State lawmakers voted Tuesday to approve a $20 million incentive for aerospace and defense giant Northrop Grumman. The money is intended to motivate the company to keep 10,000 jobs in Maryland and spend $100 million on new office space in Linthicum.
Under the deal, Northrop Grumman will receive $5 million a year for four years from the state's "Sunny Day" fund to encourage economic development. In exchange, it must maintain an average 10,000 workers in Maryland for 10 years. If the company fails to hold up its end of the deal, it will be on the hook for repaying some or even all of the money.

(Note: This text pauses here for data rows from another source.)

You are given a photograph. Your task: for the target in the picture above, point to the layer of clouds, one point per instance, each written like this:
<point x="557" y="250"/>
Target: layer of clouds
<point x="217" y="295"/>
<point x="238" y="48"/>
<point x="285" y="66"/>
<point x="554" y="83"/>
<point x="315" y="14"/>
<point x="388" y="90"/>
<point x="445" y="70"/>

Secretary of Commerce R. Michael Gill told a legislative panel on Tuesday that Northrop Grumman has already fulfilled its commitment for new office space in Anne Arundel County.
Senate President Mike Miller praised the agreement and Northrop Grumman, one of the state’s largest employers. But he criticized Gov. Larry Hogan for keeping legislative leaders out of the loop during negotiations.
“It’s a deal that needs to happen. And we made it happen and we’re going to make it happen, but it can’t ever happen like this again,” he said.
The deal is part of a compromise between the Democratic General Assembly leaders and the Republican governor, who has agreed to give local governments $20 million to help offset rising teacher pension costs. The compromise also includes a tax break for Marriott, which is based in Bethesda. Both measures will have to be approved by the General Assembly.
The legislature approved a separate $37.5 million tax cut for Northrop Grumman in April.